What is the hashCode for a custom class having just two int properties?

Sophie Sperner picture Sophie Sperner · Jul 31, 2012 · Viewed 22.9k times · Source

In Java, I have a class that represents a point with int coordinates

public class Point {
    int x = -1;
    int y = -1;

    public Point (int xNew, int yNew) {
        x = xNew; y = yNew;
    }

    public boolean equals (Object o) {
        // no need for (o instanceof Point) by design
        return x == ((Point)o).x && y == ((Point)o).y;
    }
}

I'm using objects of class Point as keys in a HashMap and as elements in a HashSet.

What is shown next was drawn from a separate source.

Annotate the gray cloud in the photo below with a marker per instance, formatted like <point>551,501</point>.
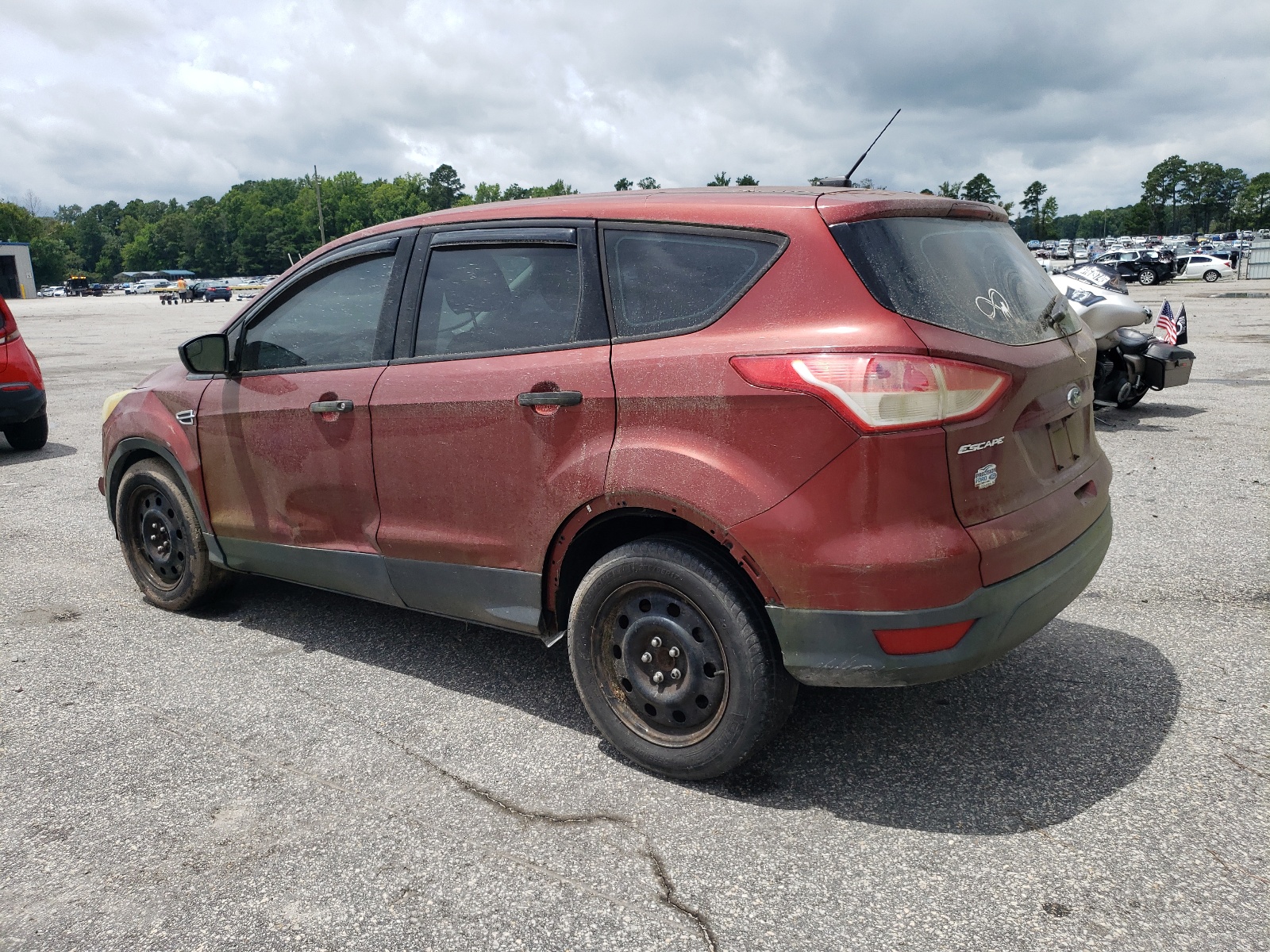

What would be the best candidate for the hashCode function? I would make it double so that the left part is x and the right part is y, for example: x = 4, y = 12, then the hashCode returns 4.12. But by the implementation, it cannot be double, only int.

This is not an option:

public int hashCode() {
    // no need to check for exception parseInt since x and y are valid by design
    return Integer.parseInt(Integer.toString(x) + Integer.toString(y));
}

because values x and y can be too long, so that together they will not be converted.

Answer

Jon Skeet picture Jon Skeet · Jul 31, 2012

You can't change the type of hashCode, nor should you want to.

I'd just go with something like:

public int hashCode() {
    return x * 31 + y;
}

Note that this means that (a, b) is different to (b, a) for most cases (unlike e.g. adding or XOR-ing). This can be useful if you often end up with keys for the "switched" values in real life.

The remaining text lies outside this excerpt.